First, we have Bacon. Now that I have your attention: There are multiple types, styles of preparation and curing, origins, names... the list goes on and on.

Specifically, today's post is around Bacon (as you know it), Pancetta and Prosciutto. OK, prosciutto is more of a ham than a bacon, but I'm gonna give it some leeway since it's my blog ; )

Few times have I seen as much devotion to a breakfast plate accessory as with this perfectly palatable pork product. I mean, it has it's own fan club. Seriously? Well, I guess I can understand why.

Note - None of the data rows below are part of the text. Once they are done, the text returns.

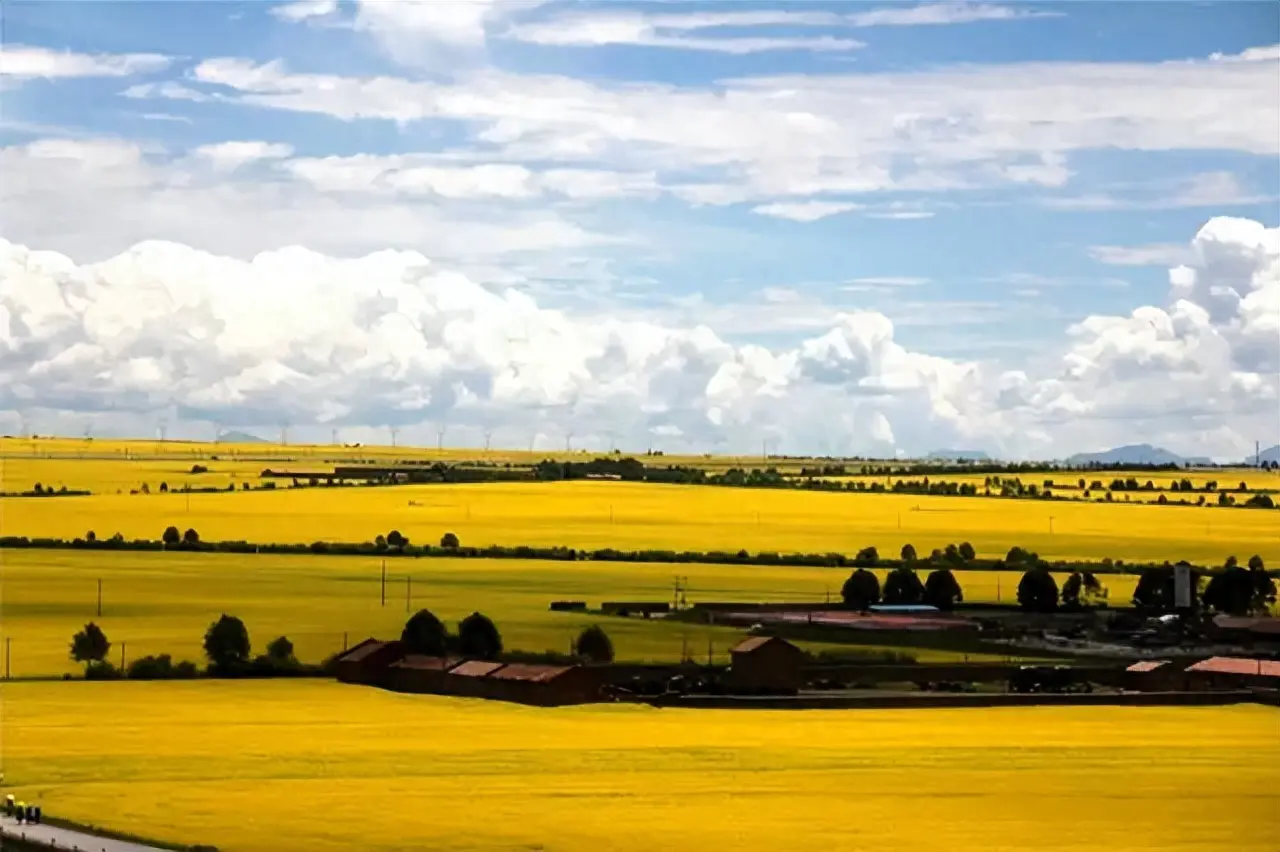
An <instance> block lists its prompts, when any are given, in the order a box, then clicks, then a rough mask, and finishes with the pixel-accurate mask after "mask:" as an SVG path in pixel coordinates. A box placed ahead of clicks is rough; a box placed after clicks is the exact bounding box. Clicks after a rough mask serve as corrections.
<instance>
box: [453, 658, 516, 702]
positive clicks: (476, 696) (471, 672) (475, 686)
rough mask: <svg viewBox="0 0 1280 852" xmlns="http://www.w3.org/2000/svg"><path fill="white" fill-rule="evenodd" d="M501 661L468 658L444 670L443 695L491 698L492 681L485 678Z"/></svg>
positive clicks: (481, 697)
mask: <svg viewBox="0 0 1280 852" xmlns="http://www.w3.org/2000/svg"><path fill="white" fill-rule="evenodd" d="M502 667H503V664H502V663H490V661H488V660H468V661H466V663H460V664H458V665H454V667H453V668H452V669H449V670H448V672H445V674H444V678H443V686H444V695H456V696H461V697H463V698H492V697H497V696H493V695H490V691H492V682H489V681H486V678H488V677H489V675H490V674H493V673H494V672H497V670H498V669H500V668H502Z"/></svg>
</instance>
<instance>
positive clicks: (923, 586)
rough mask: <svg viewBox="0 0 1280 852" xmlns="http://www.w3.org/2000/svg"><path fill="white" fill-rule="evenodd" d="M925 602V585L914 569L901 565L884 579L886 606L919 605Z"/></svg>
mask: <svg viewBox="0 0 1280 852" xmlns="http://www.w3.org/2000/svg"><path fill="white" fill-rule="evenodd" d="M922 600H924V583H922V582H920V576H919V574H916V573H915V569H914V568H910V567H908V565H900V567H897V568H895V569H893V571H891V572H888V577H886V578H884V603H886V604H919V603H920V601H922Z"/></svg>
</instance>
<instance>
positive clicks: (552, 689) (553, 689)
mask: <svg viewBox="0 0 1280 852" xmlns="http://www.w3.org/2000/svg"><path fill="white" fill-rule="evenodd" d="M486 679H488V681H490V684H489V686H490V691H492V696H490V697H495V698H500V700H503V701H517V702H520V704H532V705H538V706H541V707H557V706H563V705H570V704H589V702H591V701H598V700H599V698H600V686H602V684H600V678H599V677H598V672H594V670H593V669H590V668H586V667H582V665H530V664H518V663H512V664H511V665H504V667H502V668H500V669H497V670H495V672H492V673H490V674H489V675H488V677H486Z"/></svg>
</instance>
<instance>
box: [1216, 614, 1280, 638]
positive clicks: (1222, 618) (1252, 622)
mask: <svg viewBox="0 0 1280 852" xmlns="http://www.w3.org/2000/svg"><path fill="white" fill-rule="evenodd" d="M1213 624H1215V626H1216V627H1220V628H1222V629H1225V631H1248V632H1251V633H1267V635H1277V636H1280V618H1240V617H1238V615H1216V617H1215V618H1213Z"/></svg>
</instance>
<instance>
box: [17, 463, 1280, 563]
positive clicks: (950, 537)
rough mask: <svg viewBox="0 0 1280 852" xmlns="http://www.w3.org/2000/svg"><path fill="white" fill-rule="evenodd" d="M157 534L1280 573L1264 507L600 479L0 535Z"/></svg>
mask: <svg viewBox="0 0 1280 852" xmlns="http://www.w3.org/2000/svg"><path fill="white" fill-rule="evenodd" d="M170 525H173V526H177V527H179V528H180V530H186V528H188V527H192V528H195V530H196V531H197V532H198V533H200V536H201V537H202V539H204V540H206V541H216V540H243V541H256V542H311V541H316V540H325V541H351V542H360V541H372V539H374V537H375V536H378V535H380V533H381V535H385V533H387V532H388V531H390V530H393V528H394V530H399V531H401V532H402V533H404V535H406V536H408V537H410V540H411V541H416V542H431V544H436V542H439V540H440V536H442V535H443V533H444V532H454V533H457V535H458V536H460V539H461V540H462V542H463V544H466V545H489V544H499V545H543V546H549V545H563V546H571V548H590V549H596V548H620V549H669V550H726V551H737V550H740V549H746V550H749V551H751V553H756V551H782V553H796V551H803V553H828V551H841V553H849V554H851V553H854V551H856V550H859V549H861V548H865V546H876V548H877V549H878V550H879V551H881V553H882V554H896V553H897V551H899V550H900V549H901V546H902V545H904V544H911V545H914V546H915V548H916V550H918V551H920V553H925V554H927V553H929V550H932V549H933V548H942V546H945V545H947V544H952V542H956V544H957V542H960V541H969V542H972V544H973V546H974V548H975V550H977V551H978V554H979V555H982V556H988V558H998V556H1002V555H1004V554H1005V553H1007V551H1009V549H1010V548H1012V546H1020V548H1025V549H1028V550H1034V551H1037V553H1039V554H1041V555H1042V556H1043V558H1046V559H1102V558H1111V559H1123V560H1125V562H1165V560H1175V562H1176V560H1179V559H1187V560H1190V562H1193V563H1197V564H1204V565H1220V564H1221V563H1222V560H1224V559H1225V558H1226V556H1229V555H1236V556H1238V558H1242V559H1245V558H1248V556H1249V555H1252V554H1254V553H1257V554H1260V555H1261V556H1262V558H1263V559H1265V560H1267V562H1268V563H1272V562H1276V563H1280V513H1277V512H1274V510H1272V512H1267V510H1254V509H1222V508H1211V509H1208V508H1207V509H1189V508H1180V507H1178V508H1174V507H1152V505H1123V504H1120V505H1115V504H1093V503H1048V501H1038V500H997V499H988V498H959V496H919V495H906V494H904V495H895V494H827V493H815V491H788V490H787V491H783V490H772V489H730V487H713V486H680V485H655V484H645V482H600V481H572V482H483V484H468V485H403V486H385V487H360V486H352V487H301V489H280V490H276V491H247V493H241V491H237V493H236V494H227V493H224V494H189V495H188V494H173V493H170V494H156V493H152V494H148V495H141V494H140V495H129V494H123V495H116V494H114V493H113V494H101V495H99V494H95V495H91V496H67V498H10V499H5V501H4V504H3V517H0V535H14V536H29V537H36V536H47V537H61V539H68V540H69V539H73V537H77V536H83V535H84V533H86V532H87V531H91V530H92V531H93V532H96V533H97V536H99V537H109V536H111V535H114V533H115V532H120V533H123V535H124V536H125V537H127V539H159V536H160V533H161V531H163V530H164V528H165V527H166V526H170Z"/></svg>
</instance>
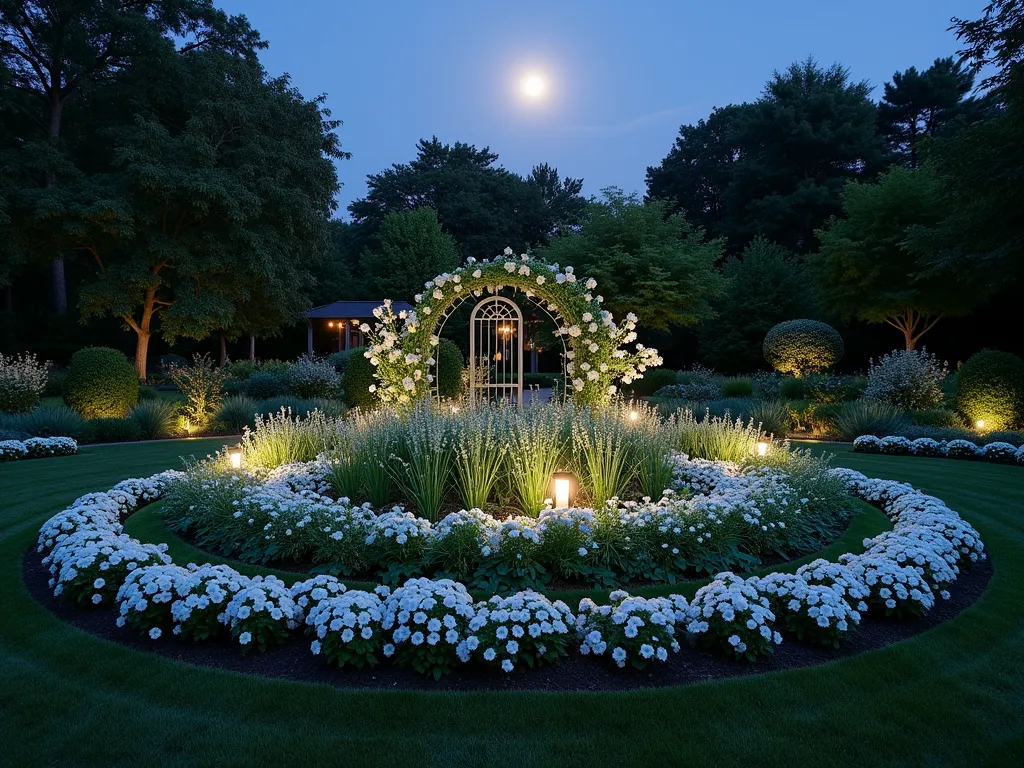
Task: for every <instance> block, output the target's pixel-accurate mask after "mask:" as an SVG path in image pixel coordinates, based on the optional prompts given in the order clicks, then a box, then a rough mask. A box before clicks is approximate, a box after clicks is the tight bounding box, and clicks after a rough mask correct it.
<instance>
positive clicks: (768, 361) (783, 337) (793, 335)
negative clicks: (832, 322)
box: [764, 319, 845, 376]
mask: <svg viewBox="0 0 1024 768" xmlns="http://www.w3.org/2000/svg"><path fill="white" fill-rule="evenodd" d="M844 351H845V347H844V346H843V337H842V336H840V335H839V331H837V330H836V329H835V328H833V327H831V326H829V325H827V324H825V323H819V322H818V321H809V319H798V321H786V322H785V323H779V324H778V325H777V326H775V327H774V328H773V329H771V330H770V331H769V332H768V333H767V335H766V336H765V343H764V354H765V359H766V360H768V362H770V364H771V366H772V368H774V369H775V370H776V371H778V372H780V373H783V374H793V375H795V376H804V375H805V374H813V373H817V372H819V371H824V370H825V369H827V368H831V367H833V366H835V365H836V364H837V362H839V361H840V360H841V359H843V352H844Z"/></svg>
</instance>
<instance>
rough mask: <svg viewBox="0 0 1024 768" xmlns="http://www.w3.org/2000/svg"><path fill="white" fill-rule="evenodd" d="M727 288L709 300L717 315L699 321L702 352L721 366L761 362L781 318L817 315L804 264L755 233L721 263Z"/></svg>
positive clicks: (748, 363) (722, 269)
mask: <svg viewBox="0 0 1024 768" xmlns="http://www.w3.org/2000/svg"><path fill="white" fill-rule="evenodd" d="M722 274H723V276H724V278H725V279H726V288H725V291H724V292H723V294H722V295H721V296H719V297H718V298H716V299H715V300H713V301H712V308H713V309H714V310H715V312H716V315H715V316H714V317H712V318H711V319H709V321H706V322H705V323H701V324H700V327H699V329H698V330H699V341H700V353H701V356H702V357H703V359H705V360H706V361H708V362H709V364H711V365H712V366H714V367H715V368H716V369H718V370H720V371H727V372H740V371H754V370H757V369H758V368H760V367H761V366H762V365H764V351H763V349H762V347H763V344H764V338H765V334H766V333H768V331H770V330H771V329H772V328H773V327H774V326H776V325H777V324H779V323H782V322H783V321H788V319H794V318H795V317H811V316H814V315H815V311H814V306H813V304H814V301H813V296H812V293H813V292H812V291H810V290H808V283H809V275H808V270H807V267H806V265H805V264H804V263H803V262H802V261H801V260H800V259H798V258H797V257H796V256H794V254H792V253H791V252H790V251H787V250H785V249H784V248H782V247H781V246H778V245H776V244H774V243H771V242H770V241H767V240H765V239H764V238H756V239H755V240H754V241H753V242H752V243H751V244H750V245H749V246H748V247H746V248H745V249H743V252H742V254H741V255H740V256H739V257H738V258H737V257H732V258H730V259H728V260H727V261H726V262H725V263H724V264H723V265H722Z"/></svg>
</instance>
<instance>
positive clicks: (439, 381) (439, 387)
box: [364, 338, 465, 398]
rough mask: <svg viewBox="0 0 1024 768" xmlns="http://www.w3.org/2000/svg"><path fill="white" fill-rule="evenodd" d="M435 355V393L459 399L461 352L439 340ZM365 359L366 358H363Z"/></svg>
mask: <svg viewBox="0 0 1024 768" xmlns="http://www.w3.org/2000/svg"><path fill="white" fill-rule="evenodd" d="M435 354H436V355H437V393H438V394H439V395H440V396H441V397H452V398H455V397H459V396H460V395H461V394H462V370H463V369H464V368H465V365H464V364H463V356H462V350H461V349H459V345H458V344H456V343H455V342H454V341H452V340H451V339H443V338H442V339H441V340H440V343H439V344H438V345H437V350H436V351H435ZM364 359H366V358H364Z"/></svg>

I have some preferences where these delicacies are concerned. Today we'll focus on uses. I just finished up dinner. Fantastic fried chicken breasts using fried onions instead of breading (so tasty - Thanks Jill!), sided by mashed potatoes. Not just any mashed potatoes, but garlic, bacon, chive mashed potatoes. Bacon as an ingredient (when not covered in maple syrup next to pancakes) is my personal favorite use.

Prosciutto I like more as a wrap or a topping (like on good authentic Italian pizza). I created an treat over the holiday that was mozzarella and sliced tomato wrapped in prosciutto, drizzled with olive oil and sprinkled with oregano. Then I baked them (about 350 degrees) until the prosciutto was just crisping. They didn't last 6 minutes.

Pancetta I appreciate more as a main ingredient. Thick pancetta squares (about 3/4" to an inch cubed) pan fried, with vegetables and a bit of gnocchi - fantastic! It makes it one of the most versatile grouping of tasty treats to come from the same animal where a grill isn't involved.

Any other good dishes where this is the theme?